Route information
- Length: 105.3 km (65.4 mi)

Major junctions
- From: Km 114.4 of I-1, Krapchene
- To: Km 101.0 of I-3, Dolni Dabnik

Location
- Country: Bulgaria
- Towns: Byala Slatina, Knezha, Iskar, Dolni Dabnik

Highway system
- Highways in Bulgaria;

= II-13 road (Bulgaria) =

Road in Bulgaria

Republican Road II-13 (Републикански път II-13) is a 2nd class road in northwestern Bulgaria, running in general direction west–east through the territory of Montana, Vratsa and Pleven Provinces. Its length is 105.5 km.

== Route description ==
The road starts at Km 114.4 of the first class I-1 road in the village of Krapchene in Montana Province just east of the provincial center Montana and heads east through the western Danubian Plain.
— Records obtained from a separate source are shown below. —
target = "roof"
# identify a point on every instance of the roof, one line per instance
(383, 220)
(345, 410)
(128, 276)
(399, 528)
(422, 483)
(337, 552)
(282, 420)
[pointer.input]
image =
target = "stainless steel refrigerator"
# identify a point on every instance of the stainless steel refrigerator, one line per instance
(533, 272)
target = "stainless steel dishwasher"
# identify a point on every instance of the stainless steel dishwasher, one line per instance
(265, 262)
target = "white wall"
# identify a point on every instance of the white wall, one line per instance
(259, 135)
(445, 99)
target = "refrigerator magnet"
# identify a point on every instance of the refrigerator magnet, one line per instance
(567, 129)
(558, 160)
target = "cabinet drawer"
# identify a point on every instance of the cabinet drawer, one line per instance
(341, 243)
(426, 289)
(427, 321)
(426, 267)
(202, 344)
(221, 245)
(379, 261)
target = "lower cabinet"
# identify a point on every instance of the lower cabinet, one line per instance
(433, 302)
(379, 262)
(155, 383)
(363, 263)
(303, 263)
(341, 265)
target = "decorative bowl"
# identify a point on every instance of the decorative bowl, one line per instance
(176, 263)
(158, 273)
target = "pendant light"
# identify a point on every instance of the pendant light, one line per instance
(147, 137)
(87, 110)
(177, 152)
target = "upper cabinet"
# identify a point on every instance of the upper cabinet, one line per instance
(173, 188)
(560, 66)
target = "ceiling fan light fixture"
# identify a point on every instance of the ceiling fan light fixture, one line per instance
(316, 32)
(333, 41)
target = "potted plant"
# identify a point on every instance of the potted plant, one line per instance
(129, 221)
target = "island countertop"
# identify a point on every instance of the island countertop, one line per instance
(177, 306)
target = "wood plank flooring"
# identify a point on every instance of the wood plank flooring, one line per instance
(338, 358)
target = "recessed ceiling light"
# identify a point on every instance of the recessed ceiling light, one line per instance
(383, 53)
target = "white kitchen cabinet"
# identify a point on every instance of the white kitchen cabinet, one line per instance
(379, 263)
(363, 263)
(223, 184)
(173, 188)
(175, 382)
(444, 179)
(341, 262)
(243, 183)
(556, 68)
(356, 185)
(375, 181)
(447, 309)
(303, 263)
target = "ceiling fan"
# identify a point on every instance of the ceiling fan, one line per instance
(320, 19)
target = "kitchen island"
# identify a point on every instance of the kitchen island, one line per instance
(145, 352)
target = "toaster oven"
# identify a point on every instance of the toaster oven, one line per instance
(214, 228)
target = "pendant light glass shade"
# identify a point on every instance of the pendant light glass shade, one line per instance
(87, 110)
It passes through the villages of Stubel and Lipen, enters Vratsa Procince, crosses the river Botunya, a left tributary of the Ogosta and reaches the town of Krivodol. The road then runs through the villages of Osen, Devene and Borovan, where it intersects with the second class II-15 road. It then crosses the town of Byala Slatina and the river Skat, and enters Pleven Province. There it passes through the town of Knezha, crosses the river Iskar, runs through the town of Iskar and reaches its terminus at Km 101.0 of the first class I-3 road east of the town of Dolni Dabnik.